Publish date6 May 2020 - 14:45
Story Code : 461624

Study shows more blacks among US coronavirus fatalities

Latest study conducted in the United States shows more black people among the new coronavirus fatalities than other ethnicities stating the inconsistency in healthcare aids and economic opportunities provided for the black community.
Study shows more blacks among US coronavirus fatalities
US cities and towns with higher black populations account for more than half of all COVID-19 cases and almost 60 percent of deaths, according to the study, which was conducted by four universities and two health organizations.

African Americans represent 13.4 percent of the American population, according to the US Census Bureau.

Racial disparities in health care and medical insurance, as well as economic and social inequality, are likely to blame for the higher mortality rate, researchers concluded in the report released Tuesday.

"Social conditions, structural racism, and other factors elevate risk for COVID-19 diagnoses and deaths in black communities," wrote the scientists.

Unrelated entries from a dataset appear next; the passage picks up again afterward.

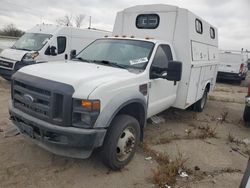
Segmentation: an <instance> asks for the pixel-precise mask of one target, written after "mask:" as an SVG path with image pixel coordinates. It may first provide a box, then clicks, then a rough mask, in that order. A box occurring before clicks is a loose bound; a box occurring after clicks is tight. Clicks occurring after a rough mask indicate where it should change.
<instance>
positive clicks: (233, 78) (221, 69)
mask: <svg viewBox="0 0 250 188" xmlns="http://www.w3.org/2000/svg"><path fill="white" fill-rule="evenodd" d="M219 61H220V65H219V68H218V77H217V78H218V79H224V80H238V81H241V80H243V79H245V78H246V75H247V71H248V67H247V53H246V52H243V51H238V52H237V51H222V50H221V51H220V53H219Z"/></svg>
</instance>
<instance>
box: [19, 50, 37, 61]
mask: <svg viewBox="0 0 250 188" xmlns="http://www.w3.org/2000/svg"><path fill="white" fill-rule="evenodd" d="M38 55H39V53H38V52H33V53H27V54H25V55H24V56H23V59H22V60H23V61H25V62H29V61H34V59H35V58H36V57H37V56H38Z"/></svg>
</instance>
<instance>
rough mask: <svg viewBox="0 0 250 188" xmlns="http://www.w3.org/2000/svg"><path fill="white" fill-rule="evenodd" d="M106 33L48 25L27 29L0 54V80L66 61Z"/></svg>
mask: <svg viewBox="0 0 250 188" xmlns="http://www.w3.org/2000/svg"><path fill="white" fill-rule="evenodd" d="M105 35H111V33H110V32H106V31H98V30H93V29H79V28H74V27H66V26H58V25H51V24H38V25H36V26H35V27H33V28H31V29H29V30H28V31H27V32H26V33H25V34H24V35H23V36H22V37H21V38H19V39H18V40H17V41H16V42H15V44H14V45H13V46H12V47H11V48H7V49H4V50H3V51H2V52H1V53H0V76H2V77H3V78H5V79H7V80H10V79H11V76H12V74H14V73H15V72H16V71H17V70H19V69H20V68H22V67H24V66H26V65H32V64H36V63H44V62H52V61H58V60H61V61H62V62H63V60H67V59H68V58H70V53H73V54H74V53H78V52H79V51H80V50H82V49H83V48H84V47H86V46H87V45H89V44H90V43H91V42H93V41H94V40H96V39H97V38H100V37H104V36H105Z"/></svg>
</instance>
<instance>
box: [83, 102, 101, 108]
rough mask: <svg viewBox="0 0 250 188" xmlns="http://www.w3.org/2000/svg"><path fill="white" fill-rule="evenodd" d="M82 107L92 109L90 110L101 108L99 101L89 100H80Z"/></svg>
mask: <svg viewBox="0 0 250 188" xmlns="http://www.w3.org/2000/svg"><path fill="white" fill-rule="evenodd" d="M82 107H84V108H88V109H92V110H99V109H100V108H101V104H100V101H97V100H96V101H89V100H82Z"/></svg>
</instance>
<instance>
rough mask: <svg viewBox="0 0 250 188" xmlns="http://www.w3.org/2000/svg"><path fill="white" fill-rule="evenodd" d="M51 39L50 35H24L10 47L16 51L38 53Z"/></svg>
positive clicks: (33, 33)
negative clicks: (34, 52) (19, 50)
mask: <svg viewBox="0 0 250 188" xmlns="http://www.w3.org/2000/svg"><path fill="white" fill-rule="evenodd" d="M51 37H52V35H50V34H42V33H25V34H24V35H23V36H22V37H21V38H20V39H18V41H16V43H15V44H14V45H13V46H12V47H11V48H13V49H17V50H28V51H39V50H41V49H42V47H43V46H44V45H45V44H46V43H47V42H48V40H49V39H50V38H51Z"/></svg>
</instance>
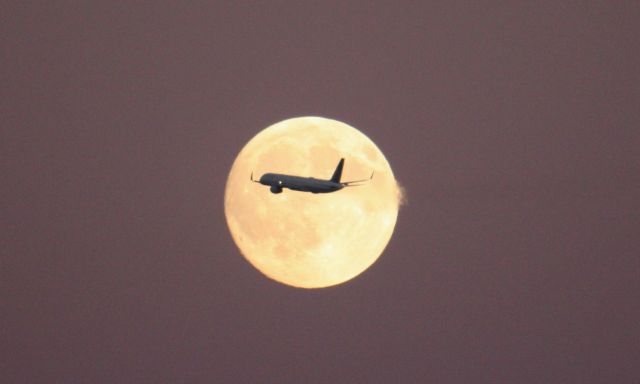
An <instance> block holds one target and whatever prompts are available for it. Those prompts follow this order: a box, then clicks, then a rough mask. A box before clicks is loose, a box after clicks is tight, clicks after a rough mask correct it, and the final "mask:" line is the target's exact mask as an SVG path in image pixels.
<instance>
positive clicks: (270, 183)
mask: <svg viewBox="0 0 640 384" xmlns="http://www.w3.org/2000/svg"><path fill="white" fill-rule="evenodd" d="M343 167H344V158H342V159H340V162H339V163H338V166H337V167H336V170H335V171H334V172H333V176H331V179H329V180H323V179H316V178H313V177H300V176H291V175H281V174H279V173H265V174H264V175H262V177H260V180H254V179H253V172H251V177H250V179H251V181H253V182H254V183H260V184H262V185H268V186H270V187H271V188H270V190H271V193H281V192H282V189H283V188H289V189H291V190H293V191H301V192H311V193H330V192H335V191H339V190H341V189H342V188H344V187H358V186H361V185H364V184H358V183H363V182H365V181H369V180H371V179H372V178H373V172H372V173H371V177H369V178H368V179H363V180H353V181H343V182H341V181H340V177H342V168H343Z"/></svg>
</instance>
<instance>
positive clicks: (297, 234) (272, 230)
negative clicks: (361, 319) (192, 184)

“Structural factors including health care access, density of households, unemployment, pervasive discrimination and others drive these disparities, not intrinsic characteristics of black communities or individual-level factors," they wrote.

"Collectively, these data demonstrate significantly higher rates of COVID-19 diagnoses and deaths in disproportionately black counties compared to other counties, as well as greater diabetes diagnoses, heart disease deaths, and cerebrovascular disease deaths in unadjusted analyses," the authors concluded.

Early data from US states suggested that African Americans are more likely to die from COVID-19.

Experts say racism has led to a lack of investment in African American communities and worse health care for the population in general.

“A pandemic just magnifies the disparities in healthcare that many communities of color face,” said Dr. Summer Johnson McGee, dean of the School of Health Sciences at the University of New Haven.

The US has the world’s highest coronavirus death toll and infections, with more than 70,000 deaths and over 1,212,000 cases.

A new projection by the University of Washington’s Institute for Health Metrics and Evaluation shows that COVID-19 deaths in the United States could reach about 135,000 by early August as social-distancing measures are relaxed -- nearly double its previous forecast.